12:29:32 <kayabanerve[m]> Several times larger circuits.
12:30:06 <kayabanerve[m]> Despite my tone, sorry for being harsh, it'd be worthwhile if you have an efficient congruence in ZK.
12:30:52 <UkoeHB> I see
12:32:38 <UkoeHB> can you do x*scalar == coordinate with a range proof on x?
12:32:51 <kayabanerve[m]> I may sketch out the exact requirements later. It's def worth further consideration to know the exact bound.
12:33:09 <kayabanerve[m]> AFAIK, it breaks the curve formula. That's the issue
12:34:43 <kayabanerve[m]> Reducing TowField to TowScalar will break the xy relationship. You'd need to calculate a new y.
12:35:13 <kayabanerve[m]> If that allows proving a point's negative, it may require a new range proof/in-membership composition proof?
12:35:55 <UkoeHB> not sure I follow, isn't curve trees already using compressed points?
12:36:02 <kayabanerve[m]> Then it's branch hash congruent must be unblinded to in circuit.
12:36:02 <kayabanerve[m]> That requires applying the congruence on the blinded point, and still knowing the blind between the congruences.
12:36:22 <kayabanerve[m]> You wouldn't maintain knowledge of dlog through the congruence though.
12:36:38 <kayabanerve[m]> And if you unblind first, then it's non-native field arith.

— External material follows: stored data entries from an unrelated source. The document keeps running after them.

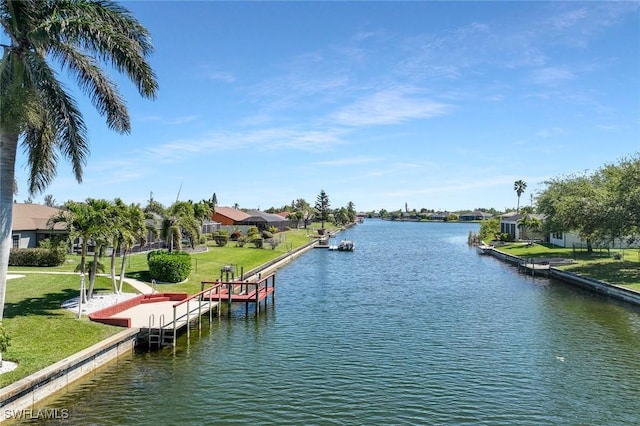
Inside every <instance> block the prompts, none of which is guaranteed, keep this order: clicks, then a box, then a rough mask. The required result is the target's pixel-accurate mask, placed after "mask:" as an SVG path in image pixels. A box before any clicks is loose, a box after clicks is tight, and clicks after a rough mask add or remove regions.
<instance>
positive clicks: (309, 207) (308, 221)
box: [295, 198, 314, 229]
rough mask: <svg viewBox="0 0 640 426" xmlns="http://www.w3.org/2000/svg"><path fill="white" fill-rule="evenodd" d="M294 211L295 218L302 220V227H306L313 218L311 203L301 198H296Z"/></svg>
mask: <svg viewBox="0 0 640 426" xmlns="http://www.w3.org/2000/svg"><path fill="white" fill-rule="evenodd" d="M295 211H296V218H297V219H298V220H303V221H304V222H303V223H304V229H307V226H308V225H309V223H311V221H312V220H313V218H314V211H313V209H312V208H311V205H310V204H309V203H308V202H307V201H306V200H305V199H303V198H298V199H297V200H296V201H295Z"/></svg>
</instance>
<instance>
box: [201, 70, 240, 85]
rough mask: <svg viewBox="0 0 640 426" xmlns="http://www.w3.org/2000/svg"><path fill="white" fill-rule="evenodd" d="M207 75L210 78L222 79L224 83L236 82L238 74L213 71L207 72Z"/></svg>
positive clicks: (225, 72) (206, 76)
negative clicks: (233, 73) (236, 74)
mask: <svg viewBox="0 0 640 426" xmlns="http://www.w3.org/2000/svg"><path fill="white" fill-rule="evenodd" d="M205 77H206V78H208V79H209V80H216V81H222V82H224V83H234V82H235V81H236V76H235V75H233V74H232V73H230V72H223V71H212V72H208V73H207V74H205Z"/></svg>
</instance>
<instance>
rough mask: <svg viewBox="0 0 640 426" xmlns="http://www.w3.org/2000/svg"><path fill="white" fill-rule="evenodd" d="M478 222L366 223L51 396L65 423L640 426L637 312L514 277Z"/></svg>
mask: <svg viewBox="0 0 640 426" xmlns="http://www.w3.org/2000/svg"><path fill="white" fill-rule="evenodd" d="M477 230H478V225H477V224H459V223H451V224H450V223H406V222H387V221H380V220H367V221H365V223H363V224H361V225H358V226H356V227H354V228H352V229H349V230H347V231H345V232H343V233H341V234H339V238H348V239H352V240H353V241H354V242H355V244H356V250H355V251H354V252H337V251H328V250H322V249H314V250H312V251H310V252H308V253H307V254H305V255H303V256H302V257H300V258H299V259H298V260H296V261H294V262H293V263H291V264H289V265H288V266H286V267H284V268H283V269H281V270H280V271H278V273H277V278H276V289H277V290H276V301H275V304H274V305H271V304H269V306H268V307H267V309H266V310H263V311H262V312H260V314H259V315H256V314H255V311H254V310H253V309H251V310H250V311H249V313H248V314H246V313H245V309H244V307H237V308H233V309H232V311H231V312H229V314H228V315H226V316H224V317H222V318H220V319H219V320H218V319H216V320H215V321H214V323H213V324H212V325H211V326H210V327H209V326H208V325H207V326H205V327H204V328H203V329H202V330H201V332H199V333H198V332H197V331H195V332H194V333H193V334H192V335H191V338H190V340H189V341H188V342H187V340H186V339H185V338H184V337H183V338H182V339H181V340H180V344H179V346H178V348H177V350H176V351H175V353H174V352H173V351H172V350H170V349H167V350H163V351H160V352H154V353H139V354H131V355H130V356H125V357H124V358H122V359H120V360H118V361H117V362H116V363H113V364H111V365H109V366H108V367H106V368H103V369H102V370H100V372H99V373H98V374H96V375H94V376H93V377H91V378H88V379H86V380H83V381H82V382H81V383H80V384H78V385H75V386H73V387H71V388H70V389H69V390H67V391H66V392H64V393H61V394H59V395H56V397H55V399H50V400H48V401H46V402H44V403H43V405H42V407H46V408H48V409H53V408H58V409H61V410H62V409H64V410H65V413H67V414H68V418H66V419H64V420H63V421H61V423H64V424H78V425H89V424H96V425H121V424H135V425H169V424H171V425H202V424H212V425H214V424H248V423H252V424H295V425H302V424H305V425H309V424H317V425H325V424H327V425H330V424H335V425H361V424H363V425H364V424H366V425H372V424H383V425H387V424H437V425H442V424H452V425H460V424H469V425H476V424H486V425H510V424H517V425H539V424H561V425H604V424H606V425H616V424H618V425H631V424H638V423H640V408H639V407H640V405H639V402H638V401H640V310H639V309H638V308H635V307H633V306H631V305H627V304H623V303H618V302H616V301H614V300H611V299H607V298H605V297H603V296H599V295H594V294H591V293H589V292H586V291H583V290H581V289H577V288H574V287H572V286H569V285H566V284H563V283H561V282H556V281H549V280H548V279H545V278H531V277H527V276H523V275H520V274H518V272H517V271H516V270H515V269H514V268H513V267H510V266H508V265H505V264H503V263H501V262H499V261H497V260H495V259H493V258H491V257H487V256H479V255H478V254H477V253H476V252H475V251H474V250H473V249H472V248H470V247H468V246H467V236H468V233H469V231H477Z"/></svg>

Very expensive.
12:36:48 <kayabanerve[m]> UkoeHB: We still check y validity. We then drop y.
12:37:09 <kayabanerve[m]> The issue with this is it drops the y entirely. Not dropping a y we know to be valid.
12:38:17 <kayabanerve[m]> So you need a congruence that's an isomorphism, preserving knowledge of the dlog between C(P) and C(B) given the dlog of P - B, and a way to not allow proving negatives.

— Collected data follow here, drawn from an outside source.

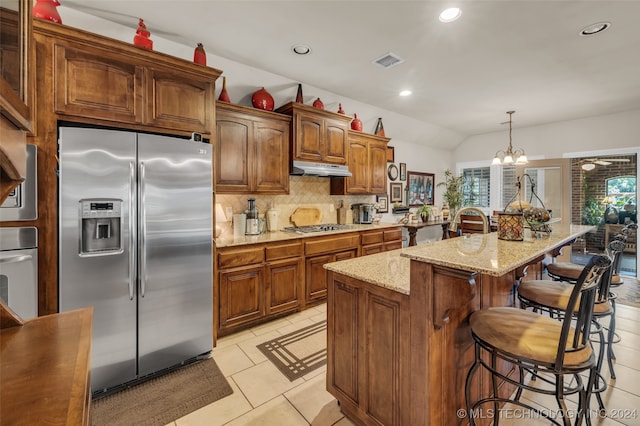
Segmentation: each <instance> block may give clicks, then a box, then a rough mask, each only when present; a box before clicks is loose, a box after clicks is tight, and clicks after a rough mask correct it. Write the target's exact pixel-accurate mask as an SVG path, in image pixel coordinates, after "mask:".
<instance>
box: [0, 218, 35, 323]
mask: <svg viewBox="0 0 640 426" xmlns="http://www.w3.org/2000/svg"><path fill="white" fill-rule="evenodd" d="M0 240H1V241H2V245H1V246H0V247H1V248H2V250H0V298H1V299H2V300H4V302H5V303H6V304H7V305H8V306H9V307H10V308H11V309H12V310H13V311H14V312H15V313H17V314H18V315H20V317H21V318H22V319H31V318H35V317H37V316H38V230H37V229H36V228H35V227H33V226H25V227H21V228H0Z"/></svg>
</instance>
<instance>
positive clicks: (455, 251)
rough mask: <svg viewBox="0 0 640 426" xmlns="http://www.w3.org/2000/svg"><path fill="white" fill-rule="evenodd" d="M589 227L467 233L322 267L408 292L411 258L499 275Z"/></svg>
mask: <svg viewBox="0 0 640 426" xmlns="http://www.w3.org/2000/svg"><path fill="white" fill-rule="evenodd" d="M593 229H595V227H593V226H588V225H561V224H555V225H553V232H551V234H550V235H549V236H545V237H543V238H531V237H530V236H529V235H528V234H529V232H528V231H527V236H526V237H525V239H524V241H504V240H499V239H498V234H497V232H492V233H489V234H470V235H468V236H466V237H458V238H451V239H447V240H440V241H435V242H433V243H427V244H422V245H418V246H414V247H407V248H404V249H398V250H392V251H388V252H385V253H378V254H373V255H369V256H362V257H359V258H355V259H347V260H342V261H339V262H333V263H328V264H326V265H324V267H325V268H326V269H327V270H330V271H333V272H337V273H340V274H343V275H346V276H349V277H352V278H356V279H359V280H361V281H364V282H368V283H371V284H375V285H378V286H380V287H384V288H388V289H391V290H394V291H397V292H399V293H403V294H409V290H410V285H409V284H410V283H409V265H410V263H411V260H416V261H420V262H428V263H432V264H434V265H440V266H446V267H450V268H455V269H461V270H466V271H471V272H478V273H482V274H487V275H492V276H501V275H504V274H506V273H507V272H509V271H512V270H514V269H516V268H518V267H520V266H522V265H525V264H527V263H528V262H530V261H531V260H533V259H535V258H536V257H538V256H540V255H541V254H544V253H548V252H550V251H552V250H553V249H554V248H556V247H559V246H562V245H564V244H565V243H568V242H570V241H572V240H573V239H574V238H576V237H578V236H580V235H582V234H585V233H587V232H589V231H591V230H593Z"/></svg>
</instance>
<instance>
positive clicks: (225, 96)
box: [218, 77, 231, 102]
mask: <svg viewBox="0 0 640 426" xmlns="http://www.w3.org/2000/svg"><path fill="white" fill-rule="evenodd" d="M218 100H219V101H222V102H231V98H229V94H228V93H227V77H222V90H221V91H220V96H219V97H218Z"/></svg>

12:38:50 <kayabanerve[m]> The first is the issue. I'm not saying that's impossible. It's past me. The fact you then need a efficient ZK proof of it though?
12:39:21 <kayabanerve[m]> And AFAIK this isomorphism requires the tower have an identical order to the embedded curve. I believe that would make it impossible
12:39:27 <kayabanerve[m]> (Truly not my field though)

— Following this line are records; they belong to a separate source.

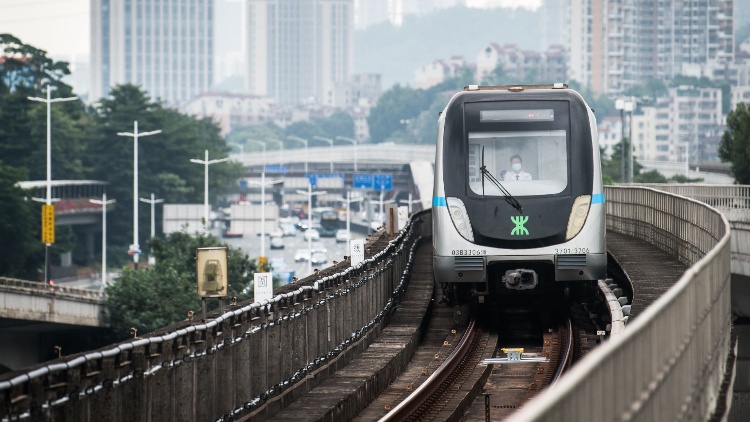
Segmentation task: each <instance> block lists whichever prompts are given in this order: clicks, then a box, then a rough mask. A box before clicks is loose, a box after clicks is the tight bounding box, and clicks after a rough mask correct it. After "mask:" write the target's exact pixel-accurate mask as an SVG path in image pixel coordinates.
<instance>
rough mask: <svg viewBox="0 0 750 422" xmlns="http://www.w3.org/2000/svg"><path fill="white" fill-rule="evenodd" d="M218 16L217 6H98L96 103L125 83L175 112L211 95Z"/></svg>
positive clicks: (93, 52)
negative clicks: (175, 106)
mask: <svg viewBox="0 0 750 422" xmlns="http://www.w3.org/2000/svg"><path fill="white" fill-rule="evenodd" d="M213 14H214V1H213V0H92V1H91V82H90V83H91V91H90V99H91V100H92V101H97V100H98V99H99V98H102V97H105V96H107V95H108V94H109V91H110V89H111V87H112V86H114V85H117V84H123V83H133V84H137V85H140V86H141V87H142V88H143V89H145V90H146V91H148V93H149V95H150V96H151V98H153V99H161V100H163V101H164V102H165V103H167V104H169V105H173V106H179V105H180V104H183V103H185V102H187V101H189V100H191V99H192V98H194V97H196V96H198V95H199V94H201V93H203V92H206V91H208V90H209V88H210V87H211V85H212V84H213V62H214V57H213V56H214V40H213V38H214V17H213Z"/></svg>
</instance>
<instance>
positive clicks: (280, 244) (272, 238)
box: [271, 237, 284, 249]
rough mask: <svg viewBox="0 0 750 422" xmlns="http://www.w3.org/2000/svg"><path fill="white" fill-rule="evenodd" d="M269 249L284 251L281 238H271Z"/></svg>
mask: <svg viewBox="0 0 750 422" xmlns="http://www.w3.org/2000/svg"><path fill="white" fill-rule="evenodd" d="M271 249H284V238H283V237H272V238H271Z"/></svg>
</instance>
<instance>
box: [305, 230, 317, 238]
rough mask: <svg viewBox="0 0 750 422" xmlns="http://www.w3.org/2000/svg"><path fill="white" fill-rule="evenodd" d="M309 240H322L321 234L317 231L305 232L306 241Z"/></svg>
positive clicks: (309, 231)
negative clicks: (310, 239) (320, 238)
mask: <svg viewBox="0 0 750 422" xmlns="http://www.w3.org/2000/svg"><path fill="white" fill-rule="evenodd" d="M307 239H312V240H317V239H320V232H318V231H317V230H315V229H307V230H305V240H307Z"/></svg>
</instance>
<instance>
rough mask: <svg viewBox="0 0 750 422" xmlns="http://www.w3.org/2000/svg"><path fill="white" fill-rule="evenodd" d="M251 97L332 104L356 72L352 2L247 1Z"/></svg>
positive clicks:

12:40:01 <kayabanerve[m]> I wouldn't be surprised if it's possible to construct. I'd be surprised if it's secure. At all.
12:42:37 <UkoeHB> it would be nice to know exactly how insecure, if you only lose 3 bits it might be worth at least looking at
12:48:07 <kayabanerve[m]> I'm pretty sure DLog over fields with equivalent order is trivially broken.
12:50:04 <kayabanerve[m]> It was a random insight I heard when I saw it asked why do scalars have a distinct field. While technically, distinct fields are here, you're asking for an isomorphism from a curve with order m to a curve with order n. I wouldn't be surprised if that implies a solution to the discrete log problem, or requires the orders to be equal. For the orders to be equal, the scalar and field element fields have to be the same.
12:51:17 <kayabanerve[m]> Obviously, not my field of expertise. I'd point to tevador or sarang, then to people affiliated with unis to clarify.
12:51:45 <kayabanerve[m]> As for non native field arith, that's a bit decomposition of every item. Very very expensive.